I understand there is an opt-out. My post on daggle.com goes into great depth
about that. However, I don't think that's the way Google should operate.

Google just assumed that it was OK to reprint material through its cached
pages; many have felt that was presumptuous. So far, they've been OK with it
-- but it remains something that colors them as evil in some quarters.
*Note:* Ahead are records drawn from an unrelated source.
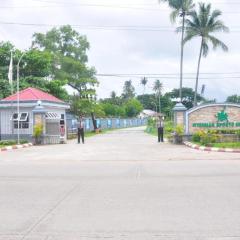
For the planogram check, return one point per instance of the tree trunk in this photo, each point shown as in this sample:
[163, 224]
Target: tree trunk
[181, 61]
[197, 77]
[159, 102]
[94, 121]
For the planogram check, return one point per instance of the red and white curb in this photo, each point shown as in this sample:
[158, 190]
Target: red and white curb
[15, 147]
[211, 149]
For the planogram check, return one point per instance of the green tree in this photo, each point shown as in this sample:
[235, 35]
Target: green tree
[204, 24]
[180, 8]
[128, 90]
[133, 107]
[69, 50]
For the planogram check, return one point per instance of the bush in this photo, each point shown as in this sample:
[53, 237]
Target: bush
[206, 138]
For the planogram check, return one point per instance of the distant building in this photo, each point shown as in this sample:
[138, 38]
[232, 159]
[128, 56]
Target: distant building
[36, 107]
[147, 113]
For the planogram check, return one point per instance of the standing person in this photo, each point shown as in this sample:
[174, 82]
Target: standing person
[160, 127]
[81, 130]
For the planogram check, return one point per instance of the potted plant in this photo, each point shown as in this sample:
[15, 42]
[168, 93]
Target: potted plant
[37, 133]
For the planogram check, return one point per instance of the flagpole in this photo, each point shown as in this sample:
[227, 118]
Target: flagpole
[18, 105]
[10, 79]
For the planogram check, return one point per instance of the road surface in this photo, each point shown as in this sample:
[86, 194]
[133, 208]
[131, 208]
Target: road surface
[119, 185]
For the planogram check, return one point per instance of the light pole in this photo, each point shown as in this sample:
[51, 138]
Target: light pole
[18, 105]
[155, 105]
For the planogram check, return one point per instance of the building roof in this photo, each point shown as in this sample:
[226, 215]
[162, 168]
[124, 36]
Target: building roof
[32, 94]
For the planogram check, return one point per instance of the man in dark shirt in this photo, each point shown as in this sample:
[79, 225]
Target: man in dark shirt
[160, 128]
[81, 129]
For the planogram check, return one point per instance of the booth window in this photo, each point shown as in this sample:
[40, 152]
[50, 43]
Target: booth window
[23, 119]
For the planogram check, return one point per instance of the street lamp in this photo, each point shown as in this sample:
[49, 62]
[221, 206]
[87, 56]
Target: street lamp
[18, 107]
[155, 106]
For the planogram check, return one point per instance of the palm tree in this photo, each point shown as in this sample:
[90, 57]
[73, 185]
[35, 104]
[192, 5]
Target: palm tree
[203, 24]
[181, 8]
[158, 87]
[144, 83]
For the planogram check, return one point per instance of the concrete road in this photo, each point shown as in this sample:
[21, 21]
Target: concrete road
[120, 185]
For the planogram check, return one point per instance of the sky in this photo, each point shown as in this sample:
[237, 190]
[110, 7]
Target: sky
[132, 39]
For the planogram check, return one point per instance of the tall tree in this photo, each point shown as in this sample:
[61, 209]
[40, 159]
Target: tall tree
[144, 82]
[204, 24]
[188, 96]
[180, 8]
[158, 87]
[69, 49]
[128, 90]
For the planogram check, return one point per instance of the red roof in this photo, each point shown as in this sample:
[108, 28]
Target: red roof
[32, 94]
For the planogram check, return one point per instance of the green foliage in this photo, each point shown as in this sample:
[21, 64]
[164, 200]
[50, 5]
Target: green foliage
[227, 145]
[69, 50]
[113, 110]
[187, 96]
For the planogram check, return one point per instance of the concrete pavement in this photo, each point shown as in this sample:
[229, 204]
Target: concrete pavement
[120, 185]
[122, 145]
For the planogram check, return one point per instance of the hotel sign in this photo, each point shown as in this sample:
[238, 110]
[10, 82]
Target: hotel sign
[222, 122]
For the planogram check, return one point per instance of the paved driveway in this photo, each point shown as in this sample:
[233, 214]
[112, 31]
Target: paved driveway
[127, 144]
[120, 185]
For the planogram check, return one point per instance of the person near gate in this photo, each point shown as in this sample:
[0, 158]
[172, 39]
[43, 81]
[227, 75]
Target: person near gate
[160, 128]
[81, 129]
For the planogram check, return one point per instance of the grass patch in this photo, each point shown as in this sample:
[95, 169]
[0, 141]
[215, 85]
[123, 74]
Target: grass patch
[6, 143]
[227, 145]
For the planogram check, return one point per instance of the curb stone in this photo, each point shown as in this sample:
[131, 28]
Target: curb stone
[15, 147]
[211, 149]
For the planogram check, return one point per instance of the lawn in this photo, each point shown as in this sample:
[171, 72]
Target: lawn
[227, 145]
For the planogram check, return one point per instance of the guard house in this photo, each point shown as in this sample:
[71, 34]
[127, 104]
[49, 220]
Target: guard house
[35, 107]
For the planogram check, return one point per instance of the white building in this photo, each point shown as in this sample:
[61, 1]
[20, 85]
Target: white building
[36, 107]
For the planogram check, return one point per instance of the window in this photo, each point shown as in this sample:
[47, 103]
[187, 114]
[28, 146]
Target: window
[52, 116]
[23, 120]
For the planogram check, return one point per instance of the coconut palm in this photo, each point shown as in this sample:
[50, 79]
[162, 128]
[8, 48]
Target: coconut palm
[158, 87]
[144, 83]
[181, 8]
[203, 24]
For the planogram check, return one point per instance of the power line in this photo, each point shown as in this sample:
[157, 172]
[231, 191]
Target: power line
[114, 28]
[165, 77]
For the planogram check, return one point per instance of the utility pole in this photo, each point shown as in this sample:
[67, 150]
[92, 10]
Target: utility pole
[18, 105]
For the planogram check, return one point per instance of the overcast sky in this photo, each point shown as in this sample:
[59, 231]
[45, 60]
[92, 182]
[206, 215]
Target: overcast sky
[146, 43]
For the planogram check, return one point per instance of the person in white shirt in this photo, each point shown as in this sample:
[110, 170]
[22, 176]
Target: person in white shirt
[160, 128]
[81, 130]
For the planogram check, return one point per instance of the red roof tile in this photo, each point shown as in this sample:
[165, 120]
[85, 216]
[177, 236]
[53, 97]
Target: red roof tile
[32, 94]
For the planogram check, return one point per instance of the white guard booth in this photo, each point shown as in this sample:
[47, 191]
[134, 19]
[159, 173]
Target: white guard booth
[36, 107]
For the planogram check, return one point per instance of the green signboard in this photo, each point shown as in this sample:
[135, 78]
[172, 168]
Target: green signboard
[222, 122]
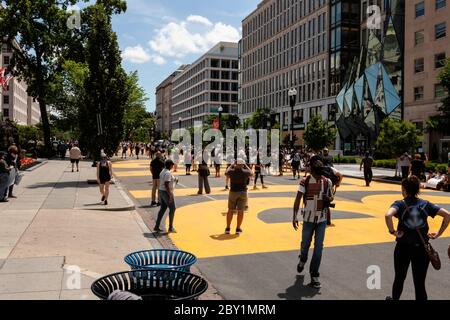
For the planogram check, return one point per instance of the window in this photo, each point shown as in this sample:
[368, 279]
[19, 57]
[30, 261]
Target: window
[419, 65]
[420, 9]
[439, 60]
[418, 93]
[440, 30]
[215, 63]
[440, 4]
[419, 37]
[439, 91]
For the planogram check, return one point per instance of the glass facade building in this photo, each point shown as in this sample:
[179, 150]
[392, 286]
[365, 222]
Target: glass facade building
[375, 81]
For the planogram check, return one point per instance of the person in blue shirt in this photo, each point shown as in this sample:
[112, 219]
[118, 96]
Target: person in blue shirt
[412, 214]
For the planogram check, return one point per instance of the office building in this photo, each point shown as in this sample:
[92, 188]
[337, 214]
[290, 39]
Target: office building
[164, 103]
[206, 86]
[15, 103]
[427, 46]
[375, 82]
[302, 45]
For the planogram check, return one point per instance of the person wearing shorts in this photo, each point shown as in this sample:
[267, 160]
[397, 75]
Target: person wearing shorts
[75, 156]
[239, 173]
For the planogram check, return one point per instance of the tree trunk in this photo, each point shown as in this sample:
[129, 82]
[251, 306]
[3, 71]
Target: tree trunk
[45, 123]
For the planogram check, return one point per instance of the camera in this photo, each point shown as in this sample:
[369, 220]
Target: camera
[328, 202]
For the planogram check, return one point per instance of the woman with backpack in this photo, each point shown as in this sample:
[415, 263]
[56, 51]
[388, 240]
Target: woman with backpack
[412, 234]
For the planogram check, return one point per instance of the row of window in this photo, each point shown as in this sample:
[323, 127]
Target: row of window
[439, 62]
[439, 92]
[420, 7]
[280, 15]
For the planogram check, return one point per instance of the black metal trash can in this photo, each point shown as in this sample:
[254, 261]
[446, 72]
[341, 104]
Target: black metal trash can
[152, 285]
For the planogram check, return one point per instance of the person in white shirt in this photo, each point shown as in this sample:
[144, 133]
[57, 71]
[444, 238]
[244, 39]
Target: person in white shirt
[166, 188]
[75, 156]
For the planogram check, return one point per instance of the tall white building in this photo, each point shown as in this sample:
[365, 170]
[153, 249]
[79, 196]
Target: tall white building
[208, 84]
[15, 104]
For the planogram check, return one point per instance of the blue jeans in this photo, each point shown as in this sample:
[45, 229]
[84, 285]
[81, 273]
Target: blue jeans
[318, 231]
[164, 205]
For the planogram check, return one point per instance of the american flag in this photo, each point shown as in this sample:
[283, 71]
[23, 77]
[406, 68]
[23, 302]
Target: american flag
[4, 79]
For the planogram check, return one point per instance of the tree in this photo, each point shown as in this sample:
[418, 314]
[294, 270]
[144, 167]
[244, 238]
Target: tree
[319, 134]
[106, 85]
[397, 137]
[38, 35]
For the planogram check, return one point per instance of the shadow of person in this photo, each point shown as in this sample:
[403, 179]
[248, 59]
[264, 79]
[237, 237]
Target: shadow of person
[224, 237]
[299, 290]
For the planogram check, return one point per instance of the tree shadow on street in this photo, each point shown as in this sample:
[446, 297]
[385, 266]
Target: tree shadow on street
[299, 290]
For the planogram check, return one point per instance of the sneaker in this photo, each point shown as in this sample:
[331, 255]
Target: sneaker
[172, 230]
[301, 267]
[315, 283]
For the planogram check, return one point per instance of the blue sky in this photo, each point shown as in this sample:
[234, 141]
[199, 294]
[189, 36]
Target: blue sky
[156, 36]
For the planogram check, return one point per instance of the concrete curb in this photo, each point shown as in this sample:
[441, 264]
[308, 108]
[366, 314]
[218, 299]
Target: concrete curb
[37, 166]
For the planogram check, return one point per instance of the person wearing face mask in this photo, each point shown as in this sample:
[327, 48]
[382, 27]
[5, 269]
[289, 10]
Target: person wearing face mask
[316, 192]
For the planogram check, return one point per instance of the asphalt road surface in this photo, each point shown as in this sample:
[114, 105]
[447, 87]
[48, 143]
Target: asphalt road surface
[261, 263]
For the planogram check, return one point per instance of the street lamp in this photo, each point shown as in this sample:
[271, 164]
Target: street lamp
[220, 115]
[292, 101]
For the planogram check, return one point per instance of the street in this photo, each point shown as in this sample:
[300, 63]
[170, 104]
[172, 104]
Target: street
[261, 263]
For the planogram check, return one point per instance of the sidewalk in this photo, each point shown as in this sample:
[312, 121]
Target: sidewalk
[352, 171]
[57, 222]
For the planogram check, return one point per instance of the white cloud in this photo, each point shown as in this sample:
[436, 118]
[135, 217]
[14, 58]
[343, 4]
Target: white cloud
[139, 55]
[178, 39]
[199, 19]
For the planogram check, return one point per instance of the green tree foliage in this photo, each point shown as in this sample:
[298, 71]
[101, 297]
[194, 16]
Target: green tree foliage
[397, 137]
[319, 134]
[106, 86]
[40, 37]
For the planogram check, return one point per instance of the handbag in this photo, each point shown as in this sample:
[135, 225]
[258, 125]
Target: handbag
[19, 177]
[432, 254]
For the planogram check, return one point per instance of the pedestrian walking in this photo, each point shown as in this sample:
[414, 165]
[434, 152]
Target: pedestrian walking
[4, 177]
[166, 189]
[418, 167]
[295, 164]
[104, 176]
[13, 161]
[239, 173]
[316, 193]
[75, 156]
[203, 174]
[327, 158]
[411, 234]
[259, 168]
[156, 167]
[405, 164]
[367, 163]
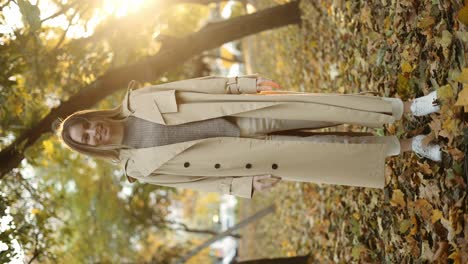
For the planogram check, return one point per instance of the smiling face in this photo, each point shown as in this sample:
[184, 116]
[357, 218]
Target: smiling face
[92, 132]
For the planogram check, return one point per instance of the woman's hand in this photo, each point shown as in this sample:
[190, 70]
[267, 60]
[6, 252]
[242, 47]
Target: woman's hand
[264, 182]
[265, 84]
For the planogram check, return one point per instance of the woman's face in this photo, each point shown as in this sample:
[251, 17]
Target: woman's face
[91, 132]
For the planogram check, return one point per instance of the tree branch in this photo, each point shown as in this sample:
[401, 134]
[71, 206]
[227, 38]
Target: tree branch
[150, 68]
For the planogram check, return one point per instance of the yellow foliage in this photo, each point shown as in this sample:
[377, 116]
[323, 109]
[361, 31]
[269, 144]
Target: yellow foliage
[398, 198]
[406, 67]
[463, 76]
[48, 147]
[463, 15]
[463, 97]
[445, 93]
[436, 215]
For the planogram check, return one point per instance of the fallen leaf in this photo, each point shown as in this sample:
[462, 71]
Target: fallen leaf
[436, 215]
[463, 96]
[463, 15]
[456, 153]
[398, 198]
[463, 76]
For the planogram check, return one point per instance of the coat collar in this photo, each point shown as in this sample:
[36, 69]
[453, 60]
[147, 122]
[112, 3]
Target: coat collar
[149, 105]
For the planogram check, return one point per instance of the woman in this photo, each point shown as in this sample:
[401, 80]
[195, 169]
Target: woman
[235, 135]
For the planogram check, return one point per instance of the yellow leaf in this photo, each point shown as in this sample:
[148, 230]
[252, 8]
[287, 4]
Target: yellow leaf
[455, 256]
[426, 22]
[463, 76]
[398, 198]
[463, 96]
[356, 215]
[436, 215]
[463, 15]
[48, 147]
[406, 67]
[414, 229]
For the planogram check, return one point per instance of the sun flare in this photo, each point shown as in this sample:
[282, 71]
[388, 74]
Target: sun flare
[120, 8]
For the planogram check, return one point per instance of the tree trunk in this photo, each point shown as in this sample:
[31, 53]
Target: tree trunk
[211, 36]
[241, 224]
[287, 260]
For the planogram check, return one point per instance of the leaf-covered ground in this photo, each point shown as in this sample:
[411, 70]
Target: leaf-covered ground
[398, 48]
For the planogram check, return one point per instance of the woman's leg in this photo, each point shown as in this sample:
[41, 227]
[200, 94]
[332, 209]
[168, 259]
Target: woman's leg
[392, 143]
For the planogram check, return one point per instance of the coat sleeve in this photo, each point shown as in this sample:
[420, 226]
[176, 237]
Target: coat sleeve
[243, 84]
[239, 186]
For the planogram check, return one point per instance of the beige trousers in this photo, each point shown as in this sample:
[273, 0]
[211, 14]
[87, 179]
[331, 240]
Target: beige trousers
[260, 127]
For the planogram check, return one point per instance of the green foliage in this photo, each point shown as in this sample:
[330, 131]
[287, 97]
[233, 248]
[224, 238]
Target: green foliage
[31, 15]
[401, 49]
[68, 208]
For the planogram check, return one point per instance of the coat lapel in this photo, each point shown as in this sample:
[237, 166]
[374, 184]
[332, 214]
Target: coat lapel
[147, 160]
[150, 106]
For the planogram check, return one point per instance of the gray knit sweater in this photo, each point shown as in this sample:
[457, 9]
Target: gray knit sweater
[139, 133]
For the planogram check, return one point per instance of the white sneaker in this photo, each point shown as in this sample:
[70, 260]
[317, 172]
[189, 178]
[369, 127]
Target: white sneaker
[425, 105]
[431, 151]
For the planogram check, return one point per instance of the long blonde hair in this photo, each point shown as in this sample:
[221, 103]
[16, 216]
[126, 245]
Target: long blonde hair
[109, 152]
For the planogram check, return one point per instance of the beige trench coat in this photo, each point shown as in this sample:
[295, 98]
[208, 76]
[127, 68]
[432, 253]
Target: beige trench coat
[191, 164]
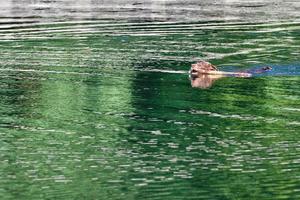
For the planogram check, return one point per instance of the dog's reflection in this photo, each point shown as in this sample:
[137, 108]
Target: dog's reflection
[204, 81]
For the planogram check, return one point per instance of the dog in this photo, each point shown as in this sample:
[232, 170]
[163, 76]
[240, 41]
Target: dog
[203, 74]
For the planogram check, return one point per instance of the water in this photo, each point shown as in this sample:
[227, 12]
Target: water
[95, 102]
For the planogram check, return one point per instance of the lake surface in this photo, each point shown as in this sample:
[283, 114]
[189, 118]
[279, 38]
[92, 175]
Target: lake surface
[94, 105]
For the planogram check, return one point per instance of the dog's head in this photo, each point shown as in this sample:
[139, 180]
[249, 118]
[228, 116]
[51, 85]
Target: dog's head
[202, 67]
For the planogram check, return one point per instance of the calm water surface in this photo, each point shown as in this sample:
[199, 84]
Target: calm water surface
[92, 106]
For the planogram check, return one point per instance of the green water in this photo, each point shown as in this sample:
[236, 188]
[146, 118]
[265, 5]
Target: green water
[92, 107]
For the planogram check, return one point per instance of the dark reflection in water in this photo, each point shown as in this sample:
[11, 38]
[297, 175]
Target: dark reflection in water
[95, 103]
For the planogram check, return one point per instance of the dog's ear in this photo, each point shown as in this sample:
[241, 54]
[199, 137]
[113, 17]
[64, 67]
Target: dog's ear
[206, 65]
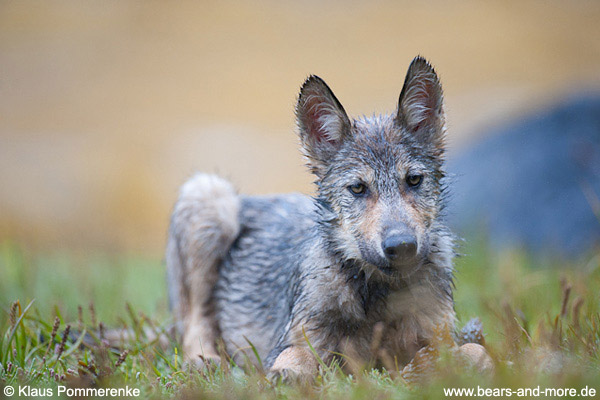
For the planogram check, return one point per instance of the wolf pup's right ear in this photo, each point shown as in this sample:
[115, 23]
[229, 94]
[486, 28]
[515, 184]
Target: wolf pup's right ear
[421, 103]
[322, 122]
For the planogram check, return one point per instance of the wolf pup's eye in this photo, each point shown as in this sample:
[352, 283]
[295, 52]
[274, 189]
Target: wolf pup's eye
[414, 180]
[358, 189]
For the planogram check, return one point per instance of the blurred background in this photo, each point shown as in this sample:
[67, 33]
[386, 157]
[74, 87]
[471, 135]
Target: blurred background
[107, 107]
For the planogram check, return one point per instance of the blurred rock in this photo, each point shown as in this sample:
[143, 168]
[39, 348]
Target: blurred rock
[533, 184]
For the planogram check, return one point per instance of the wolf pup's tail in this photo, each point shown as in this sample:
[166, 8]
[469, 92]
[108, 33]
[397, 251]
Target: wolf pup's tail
[204, 224]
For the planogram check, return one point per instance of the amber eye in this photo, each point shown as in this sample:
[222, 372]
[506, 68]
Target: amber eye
[414, 180]
[358, 189]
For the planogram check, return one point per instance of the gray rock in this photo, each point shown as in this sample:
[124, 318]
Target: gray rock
[532, 184]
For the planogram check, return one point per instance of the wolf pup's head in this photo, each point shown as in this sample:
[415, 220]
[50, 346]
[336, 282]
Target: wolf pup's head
[379, 178]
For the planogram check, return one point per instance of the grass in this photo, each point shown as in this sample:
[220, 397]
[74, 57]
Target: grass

I get you don't agree with that, but others do view it that way. And it sure
jumped out to bite Google when it levied allegations that Bing was copying
Google.

------
Groxx
> _Google still does plenty of testing. And we still get messages from people
> who wonder if they’ve been hit by malware. But it feels like this is
> happening less. Ideally, the company would regularly advise people of when a
> test is underway._

Have they not heard of "New Coke"? Constant, minor flux is accepted much more
readily than periods of non-change followed by a big change.

------
chris_j
#16 Blogger Being Free

The author suggests charging a token amount (eg $1) in order to discourage
junk. This would certainly have discouraged me from using my (Blogger) blog to
send pictures and news home to family and friends when I go travelling. Not
that paying a nominal fee would be a problem in itself. Rather, the
administrative overhead of making the payment would have driven me to
Wordpress or something else. The cost of making a small payment is not just
the value of the payment, it is the cost in terms of time of making the
payment and the time spent checking my credit card statement. I certainly
can't agree with this suggestion, especially when Blogger has so much
competition.

------
bluekeybox
Point #1 annoys me a lot. It would be possible to perform many interesting
analyses on your own (think Venn diagrams, association graphs on natural
language) if the numbers were accurate. But they are not.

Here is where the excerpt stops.